Almost two years ago I began work in Washington State’s department of health. In my capacity as the agency’s school health manager I was determined to infuse young people as partners throughout my work. Already familiar with the machinations of state government because of my earlier work with the state’s education agency, I was fairly confident I could make some headway.

Within the first six months my longstanding co-conspirator in student involvement, Greg Williamson, and I had written youth engagement into our state’s strategic plan for Coordinated School Health. It wasn’t just another line about “listening to youth voice” either: instead we sought to fully engage youth as partners at the state and local levels as decision-makers, advocates and evaluators. Within a year we launched an ambitious effort to build a statewide Youth School Health Cadre comprised of students working in schools across the state focused on school health improvement. I secured additional funds from Action For Healthy Kids to support that work, and for the last several months Greg and I have been working diligently towards our goals. Working with partners we’ve encouraged a state advocacy organization to write youth engagement into their plans; advocated for our state’s school health conference to make youth engagement the main conference theme, and; worked with allies within our agencies to support their efforts to engage youth, as well.

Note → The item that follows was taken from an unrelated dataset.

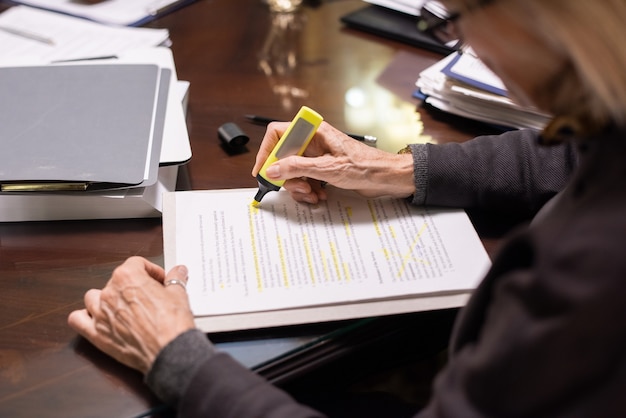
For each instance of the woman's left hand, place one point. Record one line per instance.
(135, 315)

Engaging in systems change is complex work. Under the tutelage of Giselle Martin-Kneip and Jaimie Cloud, I learned that we should aim to influence a variety of complex components in school improvement. Curricular improvement, professional development, and educational leadership are all areas of transformation at work on the local building level. Through my work with SoundOut I discovered the levers of classroom management and formal school improvement work were important in engaging students as partners in school change. Starting my job in public health, I was determined to learn about state legislation and policy-making, and discover the effectiveness of those levers. Now I’m preparing to enter my second session as the senior policy analyst for the agency, as well as continuing the school year with our Students Taking Charge program.

With all of this work underway, I can confidently say that because of working with partners and allies like Greg, I have actually fostered systems change in our state’s schools and public health field. However, I’m faced with a question of effectiveness: just because we’ve brought youth into the system, does that mean the system will sustain youth engagement? Does that mean youth engagement will be effective? Does that mean that the system has the capacity to continuously and successfully promote the deepened integration of youth throughout society?

These are questions I grapple with tonight.